Local authority waiting lists now exceed 130,000, compared to 27,000 in 1996

Unless the failed policy approach of successive governments – relying on the private sector to provide a sufficient number of social houses – is reversed, nothing will change.  Photographer: Jason Alden/Bloomberg

Unless the failed policy approach of successive governments – relying on the private sector to provide a sufficient number of social houses – is reversed, nothing will change. Photographer: Jason Alden/Bloomberg

 

The State’s housing market is so dysfunctional that findings by the Strasbourg-based European Committee of Social Rights that the poor quality of some local authority accommodation breached the rights of tenants is unlikely to have a significant impact. It is certainly embarrassing. And political commitments to address the situation are likely to be given. But unless the failed policy approach of successive governments – relying on the private sector to provide a sufficient number of social houses – is reversed, nothing will change.

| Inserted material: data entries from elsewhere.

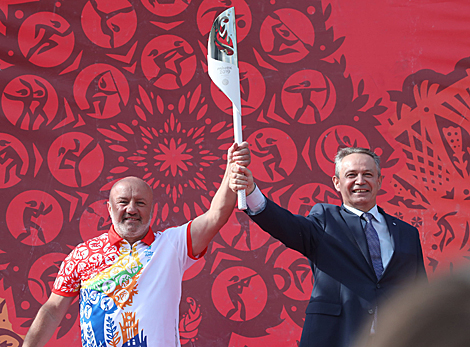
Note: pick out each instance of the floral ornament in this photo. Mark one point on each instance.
(172, 157)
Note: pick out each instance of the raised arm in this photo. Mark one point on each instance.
(207, 225)
(47, 320)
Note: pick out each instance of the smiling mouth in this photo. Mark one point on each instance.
(131, 219)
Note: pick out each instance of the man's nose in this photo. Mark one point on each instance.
(360, 179)
(131, 208)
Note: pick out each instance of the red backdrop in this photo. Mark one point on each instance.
(92, 91)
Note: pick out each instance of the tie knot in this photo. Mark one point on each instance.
(368, 216)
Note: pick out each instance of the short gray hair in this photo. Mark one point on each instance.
(344, 152)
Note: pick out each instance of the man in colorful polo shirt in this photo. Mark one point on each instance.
(129, 279)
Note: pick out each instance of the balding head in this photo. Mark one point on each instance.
(130, 207)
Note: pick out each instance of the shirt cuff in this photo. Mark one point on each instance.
(256, 202)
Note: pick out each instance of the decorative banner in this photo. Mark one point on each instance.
(95, 90)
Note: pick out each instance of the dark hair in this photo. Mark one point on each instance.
(344, 152)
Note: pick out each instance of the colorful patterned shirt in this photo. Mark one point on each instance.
(129, 296)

For the past three years, a class action involving 20 local authority estates in Dublin, Cork and Limerick has been under consideration by the European Social Rights organisation. Tenants complained that persistent damp, poor plumbing, sewage invasion through sinks and baths and a lack of central heating breached their basic rights. The European committee agreed and found that failure to resolve these issues was a breach of the Charter of Social Rights.

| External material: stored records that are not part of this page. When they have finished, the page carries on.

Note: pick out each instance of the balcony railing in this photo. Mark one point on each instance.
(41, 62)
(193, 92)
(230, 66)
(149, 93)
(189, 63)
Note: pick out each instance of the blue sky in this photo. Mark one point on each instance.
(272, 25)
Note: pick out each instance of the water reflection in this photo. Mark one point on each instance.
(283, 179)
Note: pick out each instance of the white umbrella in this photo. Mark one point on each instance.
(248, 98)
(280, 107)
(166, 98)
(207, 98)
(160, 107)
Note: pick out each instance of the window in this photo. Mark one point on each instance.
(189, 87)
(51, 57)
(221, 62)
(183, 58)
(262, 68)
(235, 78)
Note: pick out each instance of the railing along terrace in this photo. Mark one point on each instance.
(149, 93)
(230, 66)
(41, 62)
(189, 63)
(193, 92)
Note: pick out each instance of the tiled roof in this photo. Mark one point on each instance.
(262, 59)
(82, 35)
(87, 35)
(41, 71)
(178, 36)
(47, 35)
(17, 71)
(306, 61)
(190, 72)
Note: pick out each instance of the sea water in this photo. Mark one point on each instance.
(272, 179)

Poor conditions were always a feature of low-cost, private rental accommodation in cities. Local authorities were required by law to ensure basic standards in these bed-sits and flats but, starved of funding, they did little. One-third of the 7,000 units inspected in 2005 were found to be inadequate – vermin infested, lacking hot water and with mould on the walls – and new private rental standards were introduced. Social housing was not included and the rot set in. No assessment of local authority accommodation has been undertaken in recent years and there are no plans to refurbish the housing stock.

During the years of the house-building boom, the price of a site rose from 10-15 per cent of the overall cost to 40-50 per cent. In spite of the crash, it has remained elevated. Local authority waiting lists now exceed 130,000, compared to 27,000 in 1996. If the Government really wants to provide affordable accommodation, it should channel funding for direct-build to local authorities. Competition between profit and not-for-profit accommodation will encourage rent stability.